As a matter of fact, until the early Nineteenth century the city’s national and religious communities buried their dead in various areas located close to a now rapidly expanding urban area.
As for the Jewish community, the traditional graveyard was located in the proximity of San Giusto Castle, on a hill known as “di Montuzza”, along present-day via del Monte. The earliest evidence of its use dates back to 1420 – witnessing the long rooting of Jewish presence in the city – but it is likely it had been active already in the preceding decades.
There, generations and generations of Triestine Jews found their final resting place, until a new awareness spurred by the Enlightenment and a growing city’s practical needs pushed for the opening of a new cemetery on land bought for that purpose on Sant’Anna’s Hill by the City Council. Next to the Catholic, the “Oriental” and “Illyrian” Orthodox, Protestant and “Ottoman” cemeteries, a new Beth haOlam – “eternity home” – was inaugurated by the members of the Jewish community, holding its first burial in June 1843.
The old graveyard at the foot of S. Giusto became that “abandoned / graveyard, where no funerals are ever held” sung by poet Umberto Saba in the early Twentieth century. An evocative place indeed, but abandoned to neglect and disrepair.
A huge place (more than 20.000 square meters), that Triestine authorities wanted to use to build public housing.

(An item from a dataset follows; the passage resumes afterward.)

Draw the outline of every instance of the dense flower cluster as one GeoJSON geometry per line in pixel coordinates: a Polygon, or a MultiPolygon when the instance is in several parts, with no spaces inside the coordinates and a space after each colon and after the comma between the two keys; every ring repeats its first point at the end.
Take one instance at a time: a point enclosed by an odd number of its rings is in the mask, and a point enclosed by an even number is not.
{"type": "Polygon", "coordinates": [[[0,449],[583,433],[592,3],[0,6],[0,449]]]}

For this purpose, the City Council drew designs, bought the area not occupied by burials (about half of the total surface) and, given the Jewish religious prohibition to sell cemeteries, expropriated the remaining land.
The works, that later would be halted by World War One, began between 1908 and 1909, when the City Council took charge of moving hundreds of headstones and, under the watch of the Fraternita di Misericordia (a confraternity that in most European Jewish communities looks after the sick, the dying, and burials), the exhumations and transfer of the remains to the ossuary in via della Pace.
This act, however, met fierce resistance by the Jewish community, spurred by both historical-sentimental and halakhah (religious law) reasons. With few and limited exceptions, in fact, Jewish rules dictate not to disturb the dead neither with improper usage of the grounds nor with exhumations or moving of the remains. The City Council, however, continued on its path.
Thus, 2400 bodies and the Rabbis’ sarcophagus tombs were moved.
Giacomo Misan, Salvatore Sabbadini, members of the Community, and Pietro Sticotti, then director of the Civici Musei di Storia ed Arte (City Museums of History and Art), saved at least in part the traces of the old cemetery by cataloguing and transcribing epitaphs from the headstones on their way to being removed. Some of these headstones, such as that of Rachel Segal, who died in 1448, are now displayed in the Lapidario Tergestino at San Giusto’s Museo d’Antichità “J. J. Winckelmann” and at Museo della Comunità ebraica di Trieste “Carlo e Vera Wagner”.
Eventually, to commemorate the event, the plaque placed in the new cemetery’s entrance invokes peace for the bones that, «disturbed in their slumber», had to abandon their home, looking here for their rest.